Probe says hockey team crash caused by pilot error

MOSCOW, Russia

The Interstate Aviation Committee said the Sept. 7 crash of the Yak-42 plane near the city of Yaroslavl in central Russia occurred because one of the pilots accidentally activated the brakes during takeoff and then lifted the jet too sharply.

Alexei Morozov, who led the investigation, said the crew still had enough time to abort the takeoff safely at the moment when they realized that it had gone wrong.

He blamed the plane's owner, Yak-Servis, for failing to observe safety standards and adequately train the crew.

Morozov added that a medical condition of the second pilot and the prohibited medicine he had taken contributed to the disaster.

The plane crashed into the banks of the Volga River, 150 miles (240 kilometers) northeast of Moscow.

It was one of the worst aviation disasters ever in sports, shocking Russia and the world of hockey, as the dead included 36 players, coaches and staff of the Lokomotiv Yaroslavl hockey team. The only player who survived the crash later died of burns. A flight engineer was the sole survivor.

The team had been heading to Minsk, Belarus, to play its opening game of the Kontinental Hockey League season.

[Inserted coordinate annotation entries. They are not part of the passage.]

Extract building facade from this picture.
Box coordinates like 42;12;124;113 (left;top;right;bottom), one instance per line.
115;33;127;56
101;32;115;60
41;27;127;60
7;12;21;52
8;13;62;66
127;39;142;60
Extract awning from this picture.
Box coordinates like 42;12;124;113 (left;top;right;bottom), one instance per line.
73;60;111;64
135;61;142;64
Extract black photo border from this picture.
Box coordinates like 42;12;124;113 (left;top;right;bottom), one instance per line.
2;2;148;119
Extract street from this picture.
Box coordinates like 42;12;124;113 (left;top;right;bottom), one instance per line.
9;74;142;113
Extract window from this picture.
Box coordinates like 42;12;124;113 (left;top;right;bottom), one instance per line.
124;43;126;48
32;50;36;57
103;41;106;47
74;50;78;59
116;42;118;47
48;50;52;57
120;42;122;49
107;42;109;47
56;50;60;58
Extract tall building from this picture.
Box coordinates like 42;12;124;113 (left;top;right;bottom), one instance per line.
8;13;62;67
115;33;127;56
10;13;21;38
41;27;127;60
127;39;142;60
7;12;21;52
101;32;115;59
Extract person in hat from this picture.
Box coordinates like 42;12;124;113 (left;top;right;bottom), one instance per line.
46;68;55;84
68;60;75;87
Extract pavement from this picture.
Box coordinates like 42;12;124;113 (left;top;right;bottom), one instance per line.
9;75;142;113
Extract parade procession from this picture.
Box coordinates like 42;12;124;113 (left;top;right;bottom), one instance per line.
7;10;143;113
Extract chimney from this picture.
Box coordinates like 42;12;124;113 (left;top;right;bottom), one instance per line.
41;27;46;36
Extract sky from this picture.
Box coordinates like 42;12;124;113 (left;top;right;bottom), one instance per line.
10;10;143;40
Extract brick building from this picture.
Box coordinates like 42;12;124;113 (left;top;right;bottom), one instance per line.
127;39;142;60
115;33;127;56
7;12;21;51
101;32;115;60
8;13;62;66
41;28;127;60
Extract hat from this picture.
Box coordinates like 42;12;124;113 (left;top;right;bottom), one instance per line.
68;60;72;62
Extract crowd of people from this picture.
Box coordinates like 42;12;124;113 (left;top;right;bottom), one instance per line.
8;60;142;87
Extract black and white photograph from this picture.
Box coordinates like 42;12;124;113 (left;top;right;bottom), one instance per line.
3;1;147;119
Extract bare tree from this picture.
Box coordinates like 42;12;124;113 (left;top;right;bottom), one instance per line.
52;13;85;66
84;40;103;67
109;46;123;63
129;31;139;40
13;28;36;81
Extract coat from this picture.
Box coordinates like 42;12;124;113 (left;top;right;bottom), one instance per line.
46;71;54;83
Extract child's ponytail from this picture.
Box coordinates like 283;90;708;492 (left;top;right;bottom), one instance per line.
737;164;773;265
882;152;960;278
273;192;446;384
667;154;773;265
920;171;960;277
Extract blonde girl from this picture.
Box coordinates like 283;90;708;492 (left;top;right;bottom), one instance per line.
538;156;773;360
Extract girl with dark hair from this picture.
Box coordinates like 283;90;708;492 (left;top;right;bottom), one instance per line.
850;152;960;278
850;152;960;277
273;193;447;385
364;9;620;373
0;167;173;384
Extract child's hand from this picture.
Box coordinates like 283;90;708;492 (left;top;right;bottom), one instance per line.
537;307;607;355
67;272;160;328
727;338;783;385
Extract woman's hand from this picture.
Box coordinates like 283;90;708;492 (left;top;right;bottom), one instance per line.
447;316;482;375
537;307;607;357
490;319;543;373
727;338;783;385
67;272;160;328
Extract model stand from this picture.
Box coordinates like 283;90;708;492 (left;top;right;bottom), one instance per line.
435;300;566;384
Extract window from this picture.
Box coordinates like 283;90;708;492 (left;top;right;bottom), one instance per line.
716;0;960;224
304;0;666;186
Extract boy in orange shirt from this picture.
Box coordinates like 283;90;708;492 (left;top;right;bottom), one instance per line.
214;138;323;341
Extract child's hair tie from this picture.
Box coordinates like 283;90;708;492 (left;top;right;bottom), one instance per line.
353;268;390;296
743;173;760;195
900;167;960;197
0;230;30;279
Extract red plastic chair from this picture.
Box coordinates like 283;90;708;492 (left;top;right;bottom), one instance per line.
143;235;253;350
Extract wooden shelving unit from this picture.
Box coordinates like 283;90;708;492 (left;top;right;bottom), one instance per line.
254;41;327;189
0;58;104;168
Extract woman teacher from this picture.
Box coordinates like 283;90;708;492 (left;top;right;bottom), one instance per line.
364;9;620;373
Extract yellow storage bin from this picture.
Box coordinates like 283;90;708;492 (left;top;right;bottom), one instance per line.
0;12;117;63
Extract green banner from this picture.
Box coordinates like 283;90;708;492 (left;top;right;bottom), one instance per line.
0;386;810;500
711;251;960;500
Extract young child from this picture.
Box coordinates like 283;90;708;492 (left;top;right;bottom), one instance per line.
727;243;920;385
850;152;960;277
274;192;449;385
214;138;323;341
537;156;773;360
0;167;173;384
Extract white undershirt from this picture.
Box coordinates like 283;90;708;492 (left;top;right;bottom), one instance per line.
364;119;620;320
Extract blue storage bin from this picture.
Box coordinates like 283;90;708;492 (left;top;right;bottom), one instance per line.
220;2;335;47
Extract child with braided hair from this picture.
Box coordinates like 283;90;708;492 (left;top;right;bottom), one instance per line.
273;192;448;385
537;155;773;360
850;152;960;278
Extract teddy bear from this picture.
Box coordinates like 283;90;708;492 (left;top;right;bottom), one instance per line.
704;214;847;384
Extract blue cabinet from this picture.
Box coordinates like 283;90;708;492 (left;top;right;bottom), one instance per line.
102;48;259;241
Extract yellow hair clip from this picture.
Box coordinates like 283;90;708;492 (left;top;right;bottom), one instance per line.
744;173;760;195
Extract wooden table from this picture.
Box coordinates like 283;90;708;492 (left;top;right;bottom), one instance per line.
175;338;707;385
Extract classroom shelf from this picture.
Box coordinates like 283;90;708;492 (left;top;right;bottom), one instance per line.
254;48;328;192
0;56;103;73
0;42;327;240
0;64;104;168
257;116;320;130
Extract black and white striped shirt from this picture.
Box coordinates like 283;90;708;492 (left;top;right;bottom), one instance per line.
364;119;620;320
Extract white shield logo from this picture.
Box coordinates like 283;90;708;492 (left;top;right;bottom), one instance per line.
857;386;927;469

Among the dead were Lokomotiv coach and National Hockey League veteran Brad McCrimmon, a Canadian; assistant coach Alexander Karpovtsev, one of the first Russians to have his name etched on the Stanley Cup as a member of the New York Rangers; and Pavol Demitra, who played for the St. Louis Blues and the Vancouver Canucks and was the Slovakian national team captain.

Other standouts killed were Czech players Josef Vasicek, Karel Rachunek and Jan Marek, Swedish goalie Stefan Liv, Latvian defenseman Karlis Skrastins and defenseman Ruslan Salei of Belarus.

The crash raised new concerns about Russia's aviation safety and prompted the president to suggest replacing all aging Soviet-era aircraft with Western-made planes.

But industry experts say that recent air disasters have been rooted not simply in planes' age, but in a combination of other factors, including insufficient crew training, crumbling airports, lax government control and widespread neglect of safety in the pursuit of profits.